Part IV of the Trade Practices Act 1974 (the Act) covers anti-competitive practices that limit or stop competition. It fosters the competitive environment to give consumers a choice in price, quality and service. It prohibits commercial conduct that substantially lessens competition in a market, as a lack of competition might allow some traders to push prices up and lower the quality of the goods and services they offer to consumers.
Some anti-competitive conduct is prohibited outright (e.g. price fixing), while other types are prohibited only if they substantially lessen competition. A substantial lessening of competition is apparent when the ability of buyers to shop around for a deal that suits them is significantly diminished.
There are some circumstances in which a refusal to supply is unlawful under the Act. These include a misuse of market power, third line forcing, boycotts, resale price maintenance, and placing limitations on resellers. Further information on these restrictive trade practices can be found in the ACCC publications, Refusal to deal, Summary of the Trade Practices Act: and additional responsibilities of the ACCC under other legislation, and Small business and the Trade Practices Act.
If conduct falls into one of these illegal categories, then the business or individual affected can take their own court action or complain to the ACCC. When considering whether to take action, we must give prime importance to promoting competition in the particular market as a whole. We will look at all relevant information, including matters that may not be directly related to the complaint.

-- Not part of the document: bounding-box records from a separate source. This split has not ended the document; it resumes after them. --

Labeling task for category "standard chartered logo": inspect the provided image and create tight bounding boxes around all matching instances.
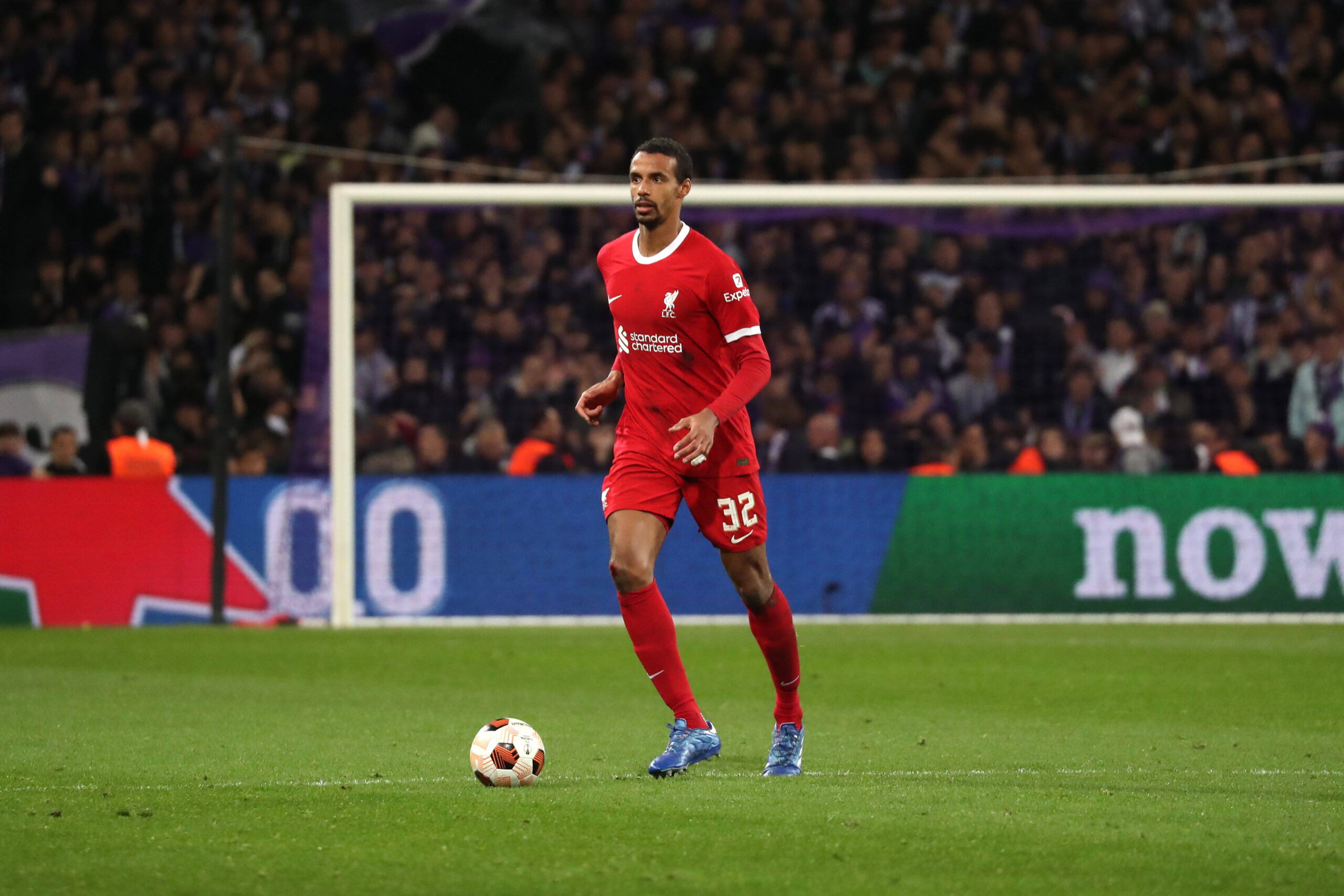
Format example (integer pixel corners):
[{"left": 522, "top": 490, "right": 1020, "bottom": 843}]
[{"left": 1074, "top": 507, "right": 1344, "bottom": 600}]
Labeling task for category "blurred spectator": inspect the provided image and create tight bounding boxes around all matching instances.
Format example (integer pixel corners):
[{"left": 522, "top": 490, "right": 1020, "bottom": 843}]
[
  {"left": 460, "top": 419, "right": 509, "bottom": 473},
  {"left": 415, "top": 423, "right": 452, "bottom": 476},
  {"left": 948, "top": 340, "right": 999, "bottom": 426},
  {"left": 0, "top": 420, "right": 32, "bottom": 476},
  {"left": 1303, "top": 423, "right": 1344, "bottom": 473},
  {"left": 1078, "top": 433, "right": 1116, "bottom": 473},
  {"left": 108, "top": 399, "right": 177, "bottom": 480},
  {"left": 859, "top": 427, "right": 894, "bottom": 473},
  {"left": 780, "top": 411, "right": 847, "bottom": 473},
  {"left": 1110, "top": 407, "right": 1167, "bottom": 476},
  {"left": 1052, "top": 364, "right": 1111, "bottom": 440},
  {"left": 1287, "top": 329, "right": 1344, "bottom": 447},
  {"left": 41, "top": 426, "right": 89, "bottom": 476}
]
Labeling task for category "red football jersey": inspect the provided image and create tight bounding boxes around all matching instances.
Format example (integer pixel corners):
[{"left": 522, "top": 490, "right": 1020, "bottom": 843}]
[{"left": 597, "top": 223, "right": 761, "bottom": 477}]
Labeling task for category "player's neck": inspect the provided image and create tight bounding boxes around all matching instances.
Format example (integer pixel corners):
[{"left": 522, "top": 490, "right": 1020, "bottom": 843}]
[{"left": 638, "top": 218, "right": 682, "bottom": 258}]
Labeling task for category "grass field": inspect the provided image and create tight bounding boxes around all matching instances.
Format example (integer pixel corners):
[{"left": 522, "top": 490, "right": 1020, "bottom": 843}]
[{"left": 0, "top": 626, "right": 1344, "bottom": 894}]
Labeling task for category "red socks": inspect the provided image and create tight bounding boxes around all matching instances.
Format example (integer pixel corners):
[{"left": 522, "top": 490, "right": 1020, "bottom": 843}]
[
  {"left": 752, "top": 586, "right": 802, "bottom": 725},
  {"left": 617, "top": 582, "right": 802, "bottom": 728},
  {"left": 617, "top": 582, "right": 709, "bottom": 728}
]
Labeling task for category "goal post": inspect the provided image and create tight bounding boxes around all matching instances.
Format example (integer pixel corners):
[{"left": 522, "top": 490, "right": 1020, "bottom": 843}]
[{"left": 328, "top": 183, "right": 1344, "bottom": 627}]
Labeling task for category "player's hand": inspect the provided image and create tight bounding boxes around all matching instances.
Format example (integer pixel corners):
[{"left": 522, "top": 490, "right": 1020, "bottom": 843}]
[
  {"left": 668, "top": 408, "right": 719, "bottom": 466},
  {"left": 574, "top": 371, "right": 624, "bottom": 426}
]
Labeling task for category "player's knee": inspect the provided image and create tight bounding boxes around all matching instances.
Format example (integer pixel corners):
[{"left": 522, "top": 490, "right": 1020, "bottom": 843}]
[
  {"left": 606, "top": 555, "right": 653, "bottom": 594},
  {"left": 732, "top": 568, "right": 774, "bottom": 611}
]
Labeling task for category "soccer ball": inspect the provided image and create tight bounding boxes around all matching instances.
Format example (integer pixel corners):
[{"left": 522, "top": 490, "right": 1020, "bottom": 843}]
[{"left": 470, "top": 719, "right": 545, "bottom": 787}]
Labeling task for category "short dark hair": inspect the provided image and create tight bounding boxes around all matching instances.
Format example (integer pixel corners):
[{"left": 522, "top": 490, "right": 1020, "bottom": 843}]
[{"left": 632, "top": 137, "right": 695, "bottom": 184}]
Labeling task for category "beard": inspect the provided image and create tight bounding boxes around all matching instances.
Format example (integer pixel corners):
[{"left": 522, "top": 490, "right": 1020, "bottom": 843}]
[{"left": 634, "top": 203, "right": 667, "bottom": 230}]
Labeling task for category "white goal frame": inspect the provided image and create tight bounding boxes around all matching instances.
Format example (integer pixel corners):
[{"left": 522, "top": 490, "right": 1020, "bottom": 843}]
[{"left": 328, "top": 183, "right": 1344, "bottom": 627}]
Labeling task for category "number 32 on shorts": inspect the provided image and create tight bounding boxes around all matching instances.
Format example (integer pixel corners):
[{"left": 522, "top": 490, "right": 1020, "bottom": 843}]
[{"left": 719, "top": 492, "right": 759, "bottom": 532}]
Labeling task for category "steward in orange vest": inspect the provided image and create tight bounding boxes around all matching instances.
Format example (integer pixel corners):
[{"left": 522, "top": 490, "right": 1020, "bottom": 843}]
[
  {"left": 910, "top": 439, "right": 961, "bottom": 476},
  {"left": 1205, "top": 423, "right": 1259, "bottom": 476},
  {"left": 1214, "top": 449, "right": 1259, "bottom": 476},
  {"left": 108, "top": 399, "right": 177, "bottom": 480},
  {"left": 506, "top": 407, "right": 574, "bottom": 476}
]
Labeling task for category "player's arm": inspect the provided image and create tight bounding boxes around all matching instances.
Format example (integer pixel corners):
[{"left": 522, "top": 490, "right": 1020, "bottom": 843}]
[
  {"left": 574, "top": 353, "right": 625, "bottom": 426},
  {"left": 670, "top": 259, "right": 770, "bottom": 465}
]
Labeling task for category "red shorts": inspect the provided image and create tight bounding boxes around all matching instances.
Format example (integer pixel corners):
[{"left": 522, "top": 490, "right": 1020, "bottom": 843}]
[{"left": 602, "top": 454, "right": 766, "bottom": 552}]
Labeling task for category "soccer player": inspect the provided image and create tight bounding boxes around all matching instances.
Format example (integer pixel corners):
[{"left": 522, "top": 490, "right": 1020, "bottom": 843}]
[{"left": 575, "top": 137, "right": 802, "bottom": 778}]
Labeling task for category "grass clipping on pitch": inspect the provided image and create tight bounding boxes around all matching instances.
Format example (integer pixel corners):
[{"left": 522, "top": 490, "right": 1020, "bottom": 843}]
[{"left": 0, "top": 626, "right": 1344, "bottom": 894}]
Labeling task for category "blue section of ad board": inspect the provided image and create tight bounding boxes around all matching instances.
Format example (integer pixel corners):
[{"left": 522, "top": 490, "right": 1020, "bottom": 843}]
[{"left": 171, "top": 474, "right": 905, "bottom": 615}]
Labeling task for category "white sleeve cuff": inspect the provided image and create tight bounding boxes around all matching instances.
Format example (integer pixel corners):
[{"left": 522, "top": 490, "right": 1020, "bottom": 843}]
[{"left": 723, "top": 325, "right": 761, "bottom": 343}]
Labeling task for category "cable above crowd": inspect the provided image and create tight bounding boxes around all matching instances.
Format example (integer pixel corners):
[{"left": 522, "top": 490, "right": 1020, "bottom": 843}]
[{"left": 0, "top": 0, "right": 1344, "bottom": 474}]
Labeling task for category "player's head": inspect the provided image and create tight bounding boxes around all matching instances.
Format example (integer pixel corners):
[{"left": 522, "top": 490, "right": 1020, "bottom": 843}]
[{"left": 631, "top": 137, "right": 695, "bottom": 227}]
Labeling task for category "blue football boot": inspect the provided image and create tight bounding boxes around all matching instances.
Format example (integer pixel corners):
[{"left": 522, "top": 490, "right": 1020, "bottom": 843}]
[
  {"left": 649, "top": 719, "right": 723, "bottom": 778},
  {"left": 761, "top": 721, "right": 802, "bottom": 778}
]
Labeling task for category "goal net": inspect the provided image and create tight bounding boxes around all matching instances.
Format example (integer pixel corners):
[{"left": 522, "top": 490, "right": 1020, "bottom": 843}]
[{"left": 311, "top": 184, "right": 1344, "bottom": 626}]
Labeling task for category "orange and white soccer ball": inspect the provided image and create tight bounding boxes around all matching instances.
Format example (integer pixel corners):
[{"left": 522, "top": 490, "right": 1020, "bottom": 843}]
[{"left": 472, "top": 719, "right": 545, "bottom": 787}]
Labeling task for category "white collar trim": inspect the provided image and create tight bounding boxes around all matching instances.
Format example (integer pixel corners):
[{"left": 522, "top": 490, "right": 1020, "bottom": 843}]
[{"left": 631, "top": 220, "right": 691, "bottom": 265}]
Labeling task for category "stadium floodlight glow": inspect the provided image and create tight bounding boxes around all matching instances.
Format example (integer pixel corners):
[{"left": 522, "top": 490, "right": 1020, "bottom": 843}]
[{"left": 328, "top": 183, "right": 1344, "bottom": 627}]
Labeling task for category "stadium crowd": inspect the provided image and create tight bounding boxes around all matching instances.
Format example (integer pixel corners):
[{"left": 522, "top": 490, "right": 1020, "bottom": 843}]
[{"left": 0, "top": 0, "right": 1344, "bottom": 474}]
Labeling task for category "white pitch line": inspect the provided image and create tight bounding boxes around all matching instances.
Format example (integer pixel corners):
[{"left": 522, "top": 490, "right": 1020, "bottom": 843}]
[
  {"left": 0, "top": 768, "right": 1344, "bottom": 794},
  {"left": 300, "top": 613, "right": 1344, "bottom": 629}
]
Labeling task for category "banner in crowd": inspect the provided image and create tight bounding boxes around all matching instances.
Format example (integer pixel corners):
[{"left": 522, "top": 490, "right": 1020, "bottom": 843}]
[
  {"left": 0, "top": 326, "right": 89, "bottom": 442},
  {"left": 0, "top": 474, "right": 1344, "bottom": 625}
]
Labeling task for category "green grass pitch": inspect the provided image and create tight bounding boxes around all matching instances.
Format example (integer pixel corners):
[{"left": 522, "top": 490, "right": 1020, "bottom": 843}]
[{"left": 0, "top": 625, "right": 1344, "bottom": 896}]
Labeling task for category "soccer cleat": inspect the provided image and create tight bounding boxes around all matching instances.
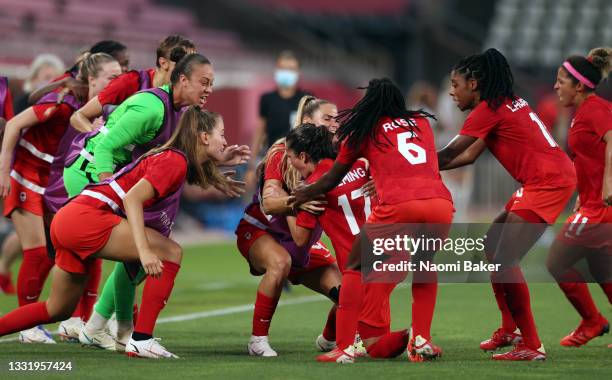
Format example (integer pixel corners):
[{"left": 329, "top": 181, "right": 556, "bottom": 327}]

We will then decide whether to try to resolve the matter by talking to the supplier, accepting enforceable undertakings, or by instituting proceedings in the Federal Court.
While we can get orders restoring supply or stopping the illegal conduct, we cannot always seek damages for the complainant. If we successfully prove a breach of the Act the court may hand down penalties. Affected business can bring a ‘coat tails’ action in the court for damages.
If we institute court proceedings, the complainant is likely to be required to give evidence.
Predatory pricing occurs when a company sets its prices at a sufficiently low level with the purpose of damaging or forcing a competitor to withdraw from the market.
Section 45 of the Act prohibits contracts, arrangements or understandings that would be likely to substantially lessen competition in a market. To arrive at this decision, there are a number of factors to consider.
The Trade Practices Act 1974 (the Act) has specific provisions prohibiting powerful players from abusing their market power. These prohibitions are contained in Section 46 of the Act, which prohibits the misuse of market power.